Harmgen README file

https://flaterco.com/xtide/files.html#experts
$Id: README 6756 2018-01-15 16:06:54Z flaterco $

    harmgen:  Derive harmonic constants from water level observations.
    Copyright (C) 1998  David Flater.

    This program is free software: you can redistribute it and/or modify
    it under the terms of the GNU General Public License as published by
    the Free Software Foundation, either version 3 of the License, or
    (at your option) any later version.

    This program is distributed in the hope that it will be useful,
    but WITHOUT ANY WARRANTY; without even the implied warranty of
    MERCHANTABILITY or FITNESS FOR A PARTICULAR PURPOSE.  See the
    GNU General Public License for more details.

    You should have received a copy of the GNU General Public License
    along with this program.  If not, see <http://www.gnu.org/licenses/>.


This package is available from
https://flaterco.com/xtide/files.html#experts.


Credits
-------

The math in harmgen.sh was based on an APL file contributed by Charles Read,
a professional mathematician and occasional sailor who made very short work
of the fearsome least squares analysis.  The subsequent extension to handle
multiple years was explained by Björn Brill.  The relevant emails are
included in the distribution for their educational value (files C_J_Read.txt
and Bjoern_Brill.txt).


Software prerequisites
----------------------

Required:  Congen (libcongen), available from
https://flaterco.com/xtide/files.html#experts.

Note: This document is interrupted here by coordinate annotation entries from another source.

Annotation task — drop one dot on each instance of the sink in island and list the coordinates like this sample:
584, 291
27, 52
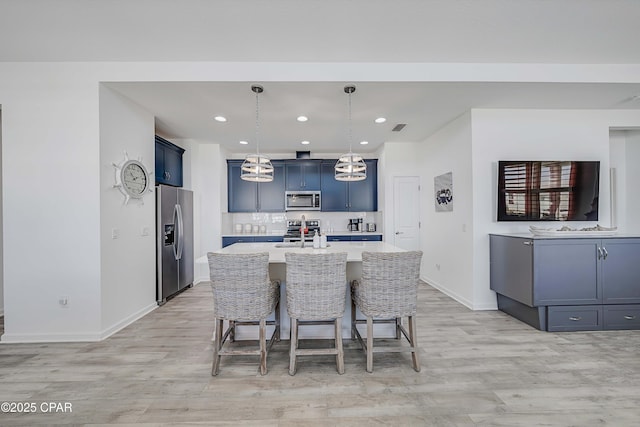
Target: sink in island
277, 270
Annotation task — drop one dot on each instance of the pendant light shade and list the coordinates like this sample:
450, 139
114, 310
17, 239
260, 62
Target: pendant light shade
350, 166
257, 167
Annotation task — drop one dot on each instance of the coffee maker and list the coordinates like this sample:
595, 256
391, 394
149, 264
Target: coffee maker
355, 224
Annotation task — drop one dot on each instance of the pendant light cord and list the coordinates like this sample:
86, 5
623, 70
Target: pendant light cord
350, 135
257, 123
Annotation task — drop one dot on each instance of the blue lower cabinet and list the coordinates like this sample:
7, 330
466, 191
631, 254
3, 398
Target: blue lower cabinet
374, 238
338, 238
367, 238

Required:  Compatible version of Octave, available from
http://www.octave.org/.

  Some help on installing Octave from source is available at
  https://flaterco.com/kb/Octave.html

Optional:  Harmbase2, available from
https://flaterco.com/xtide/files.html#experts.  Harmgen is designed to
integrate with Harmbase2, but you don't need Harmbase2 if all you want is the
harmonic constants.


Hardware requirements
---------------------

The amount of memory needed for the least squares computation is proportional
to the product of the number of observations with the number of constituents.
A modern desktop PC with multiple gigabytes of RAM can easly handle hundreds
of thousands of observations and over 100 constituents.


Preface / caution
-----------------

The reliability of both the input and the output of Harmgen has to be
assessed rather than assumed.  A minimum-length time series, even one of high
quality, is unlikely to determine the long-term constituents with much
accuracy.  If the input data quality is low, the quality of results will also
be low.


Data requirements
-----------------

You will need, at a minimum, a year's worth of water level observations, at
least one per hour.  More years is better, to a point.  19 years is a
complete epoch; beyond that, the risks of using increasingly old data
probably exceed the benefits.  If you are in an area where silting, dredging,
or an earthquake has affected the behavior of the tides, the useful range may
be significantly shorter than 19 years.

Observations should be taken at periodic or random intervals.  It doesn't
matter if there are gaps, if the interval changes halfway through, etc.
However, a time series consisting of only the high and low tides is *not*
good enough.  One observation per hour is a reasonable minimum; ten per hour
is not unreasonable; more than ten per hour is unlikely to improve results.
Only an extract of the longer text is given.